Project 3 / Camera Calibration and Fundamental Matrix Estimation with RANSAC

This projects consists of three parts each of which I will cover in its own section.

Part I: Camera Projection Matrix

In the easy case of the normalized coordinates my camera matrix \(M\) and camera center \(C\) are equal to the solution given in the project description (up to sign). $$ M = \begin{pmatrix} 0.4583 & -0.2947 & -0.0140 & 0.0040\\ -0.0509 & -0.0546 & -0.5411 & -0.0524\\ 0.1090 & 0.1783 & -0.0443 & 0.5968 \end{pmatrix} \qquad C = \begin{pmatrix} -1.5127\\-2.3517\\0.2826 \end{pmatrix} $$ In the optional case without normalization I get the following matrix and center vector with a residual of \(15.5\). $$ M = \begin{pmatrix} 0.0069 & -0.0040 & -0.0013 & -0.8267\\ 0.0015 & 0.0010 & -0.0073 & -0.5625\\ 0.0000 & 0.0000 & -0.0000 & -0.0034 \end{pmatrix} \qquad C = \begin{pmatrix} 303.1000\\307.1843\\30.4217 \end{pmatrix} $$

Part II: Fundamental Matrix Estimation

I get the following fundamental matrix $$ F = \begin{pmatrix} -0.0000 & 0.0000 & -0.0019\\ 0.0000 & 0.0000 & 0.0172\\ -0.0009 & -0.0264 & 0.9995 \end{pmatrix} $$ which produces these epipolar lines.

The epipolar lines are broadly correct though some of them miss the corresponding point by a few pixels. See the graduate credit section for improved results.

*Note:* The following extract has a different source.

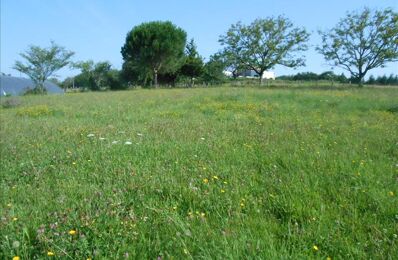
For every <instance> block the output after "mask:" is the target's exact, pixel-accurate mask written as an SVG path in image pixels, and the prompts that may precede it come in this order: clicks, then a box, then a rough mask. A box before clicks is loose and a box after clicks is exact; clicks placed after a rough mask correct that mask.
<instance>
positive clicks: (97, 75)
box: [73, 60, 113, 90]
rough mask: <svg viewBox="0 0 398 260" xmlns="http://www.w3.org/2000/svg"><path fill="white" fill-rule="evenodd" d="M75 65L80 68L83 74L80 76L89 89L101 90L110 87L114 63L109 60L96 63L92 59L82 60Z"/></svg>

Part III: Fundamental Matrix with RANSAC

For part III I have implemented RANSAC on top of the fundamental matrix estimation from part II. In the following I present the resulting correspondences and epipolar lines I got for all three example pictures. For each case I have selected 45 inliers at random to show their correspondence and epipolar lines. The first two work very well, though due to the randomness it took a few tries to get such good results. The final picture of Gaudi's episcopal palace, however, did not budge and even though these matches are significantly better than what I achieved in the second project, they still contain a handful of mismatches in contrast to the first two pictures.

Graduate Credit

For graduate credit I implemented coordinate normalization. To have a case with ground-truth available, I began with a re-run of part II. This time I got the following fundamental matrix, which has similar structure as the \(F\) from part II but all elements are of lesser magnitude. $$ F = \begin{pmatrix} -0.0000 & 0.0000 & -0.0007\\ 0.0000 & -0.0000 & 0.0055\\ -0.0000 & -0.0075 & 0.1740 \end{pmatrix} $$

With coordinate normalization the epipolar lines are pixel-perfect.

In the following I present re-runs of all three pictures from part III. Interestingly, this improved version finds more reasonable epipolar lines (see last picture) that somehow at the same time got a little worse in the sense that are often a few pixels off, especially in the first two pictures.